Even before the start of Green Capital year, Bristol had an unenviable reputation as the dirtiest place in the West of England. Government statistics reveal that in 2013/14, 10,472 incidents of fly-tipping were reported to Shitty Hall. This compares with 1,258 over the same period for South Gloucestershire and a mere 413 for Bath & NE Somerset.
Things haven’t improved much with the advent of the elite greenwash bunfight either. While the city’s great and good slap each others’ backs over their pretended environmental credentials, Bristolians from Lawrence Hill to Lawrence Weston are complaining about unacceptable levels of litter and fly-tipping in their areas.
But it’s not just in north Bristol that the locals are concerned about filth on the streets and the city in general. South of the Avon too, residents are complaining that fly-tipping is being made worse by the lack of a household waste recycling centre in Hartcliffe. The main reason there isn’t one is that the proposal that is being opposed by Mayor George Ferguson.
Presumably he thinks it’s acceptable for people in south Bristol to drive miles across the city to Avonmouth or St Philips, adding to the city’s congestion and pollution? Nice one George!
And when it does take action against litter louts and fly-tippers, there’s only one word to describe the council’s response – pathetic. Since 2010 only 120 people have been fined or taken to court by the city council for dropping litter, while in the BS5 area – one of the city’s hotspots – enforcement action has been taken against only 32 people.
This low level of enforcement is due to one major reason: council staff cuts. Before 2010 Bristol had a complement of 10 so-called ‘streetscene enforcement officers’ to deal with fly-tipping, litter, fly-posting, dog fouling and other such banes of modern urban living. These 10 officers were assisted in their work by 2 technical support/admin staff and a streetscene enforcement manager whose only other remit was to manage 3 dog wardens.

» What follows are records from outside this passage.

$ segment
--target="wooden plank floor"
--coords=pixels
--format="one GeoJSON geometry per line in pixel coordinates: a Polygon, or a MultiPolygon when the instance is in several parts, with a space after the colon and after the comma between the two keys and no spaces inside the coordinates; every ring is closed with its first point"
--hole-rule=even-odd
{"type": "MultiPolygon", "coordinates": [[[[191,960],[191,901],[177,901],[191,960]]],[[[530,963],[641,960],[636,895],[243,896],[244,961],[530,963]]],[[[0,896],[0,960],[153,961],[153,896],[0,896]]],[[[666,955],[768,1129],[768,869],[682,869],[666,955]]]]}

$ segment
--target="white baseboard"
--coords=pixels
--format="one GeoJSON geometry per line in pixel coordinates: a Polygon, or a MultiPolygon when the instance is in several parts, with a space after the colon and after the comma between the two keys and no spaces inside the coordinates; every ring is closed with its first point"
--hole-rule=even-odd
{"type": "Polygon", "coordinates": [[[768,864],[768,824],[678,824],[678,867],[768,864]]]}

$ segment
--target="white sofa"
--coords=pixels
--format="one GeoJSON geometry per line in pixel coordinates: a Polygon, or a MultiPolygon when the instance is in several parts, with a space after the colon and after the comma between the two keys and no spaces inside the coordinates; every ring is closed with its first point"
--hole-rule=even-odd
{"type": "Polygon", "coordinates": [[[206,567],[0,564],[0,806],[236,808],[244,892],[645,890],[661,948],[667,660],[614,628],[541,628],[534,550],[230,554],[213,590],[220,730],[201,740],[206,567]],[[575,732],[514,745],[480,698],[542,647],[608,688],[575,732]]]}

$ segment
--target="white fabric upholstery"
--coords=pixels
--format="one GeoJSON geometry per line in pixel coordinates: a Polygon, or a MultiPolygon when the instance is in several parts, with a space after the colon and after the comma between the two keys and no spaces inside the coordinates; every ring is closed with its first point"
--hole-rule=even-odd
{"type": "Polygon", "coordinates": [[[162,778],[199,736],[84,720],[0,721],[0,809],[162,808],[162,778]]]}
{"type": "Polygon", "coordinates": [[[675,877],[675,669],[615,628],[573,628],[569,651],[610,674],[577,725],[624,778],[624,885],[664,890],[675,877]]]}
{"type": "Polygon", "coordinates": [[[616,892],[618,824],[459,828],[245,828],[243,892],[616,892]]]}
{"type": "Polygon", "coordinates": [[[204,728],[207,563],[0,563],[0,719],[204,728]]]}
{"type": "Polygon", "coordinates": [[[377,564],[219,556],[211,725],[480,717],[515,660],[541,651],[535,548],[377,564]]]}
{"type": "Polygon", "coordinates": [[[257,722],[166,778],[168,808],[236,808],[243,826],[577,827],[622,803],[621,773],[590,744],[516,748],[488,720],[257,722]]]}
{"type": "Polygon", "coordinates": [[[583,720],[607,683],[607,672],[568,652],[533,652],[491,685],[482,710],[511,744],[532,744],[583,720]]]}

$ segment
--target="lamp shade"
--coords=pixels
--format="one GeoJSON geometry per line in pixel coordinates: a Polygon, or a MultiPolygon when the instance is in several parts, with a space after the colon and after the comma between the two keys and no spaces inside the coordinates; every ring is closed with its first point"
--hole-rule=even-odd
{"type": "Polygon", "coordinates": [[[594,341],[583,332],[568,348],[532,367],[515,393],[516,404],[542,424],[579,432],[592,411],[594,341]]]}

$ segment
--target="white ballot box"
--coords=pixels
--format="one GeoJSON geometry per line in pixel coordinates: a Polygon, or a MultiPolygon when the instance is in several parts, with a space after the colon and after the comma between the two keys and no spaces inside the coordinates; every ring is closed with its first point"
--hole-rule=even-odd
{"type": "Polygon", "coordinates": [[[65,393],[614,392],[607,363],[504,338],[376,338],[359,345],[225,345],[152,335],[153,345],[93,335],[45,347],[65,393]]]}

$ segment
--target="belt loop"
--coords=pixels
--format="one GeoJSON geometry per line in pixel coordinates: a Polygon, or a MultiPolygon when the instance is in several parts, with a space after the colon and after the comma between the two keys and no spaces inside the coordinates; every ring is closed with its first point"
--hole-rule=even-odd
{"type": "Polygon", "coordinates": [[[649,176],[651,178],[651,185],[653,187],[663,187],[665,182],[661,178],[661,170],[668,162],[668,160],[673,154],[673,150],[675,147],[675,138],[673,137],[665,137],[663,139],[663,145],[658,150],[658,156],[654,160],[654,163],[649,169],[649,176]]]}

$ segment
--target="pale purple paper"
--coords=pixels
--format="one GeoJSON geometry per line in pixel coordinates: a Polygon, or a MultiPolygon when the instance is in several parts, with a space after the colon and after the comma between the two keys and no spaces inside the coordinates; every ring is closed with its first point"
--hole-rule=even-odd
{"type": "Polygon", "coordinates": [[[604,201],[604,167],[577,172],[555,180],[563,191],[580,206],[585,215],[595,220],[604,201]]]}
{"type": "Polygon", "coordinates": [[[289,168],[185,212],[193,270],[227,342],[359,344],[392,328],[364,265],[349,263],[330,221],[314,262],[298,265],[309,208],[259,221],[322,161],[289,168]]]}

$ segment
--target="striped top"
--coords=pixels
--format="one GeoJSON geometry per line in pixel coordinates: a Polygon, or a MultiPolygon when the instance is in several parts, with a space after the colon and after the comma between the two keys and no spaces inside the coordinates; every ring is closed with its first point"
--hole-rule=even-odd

Following the 2010 general election and George Ferguson’s election as mayor the city was promised “no cuts to frontline services”. Yet the streetscene enforcement team has since consistently lost staff and no replacements recruited. The team is now down to 4.7 officers only and managed by a man with no knowledge of environmental legislation or how to investigate and prosecute a case.
Is it any wonder that reported fly-tips in the city more than doubled over the period in which the team has been more than halved?
The word from the streets is that this situation is unlikely to improve in the near future. Since August waste management and street cleansing have been taken back in house after Kier/May Gurney walked away from their contract with the council pleading lack of profitability despite doing a crap job and BCC never penalising them for doing so.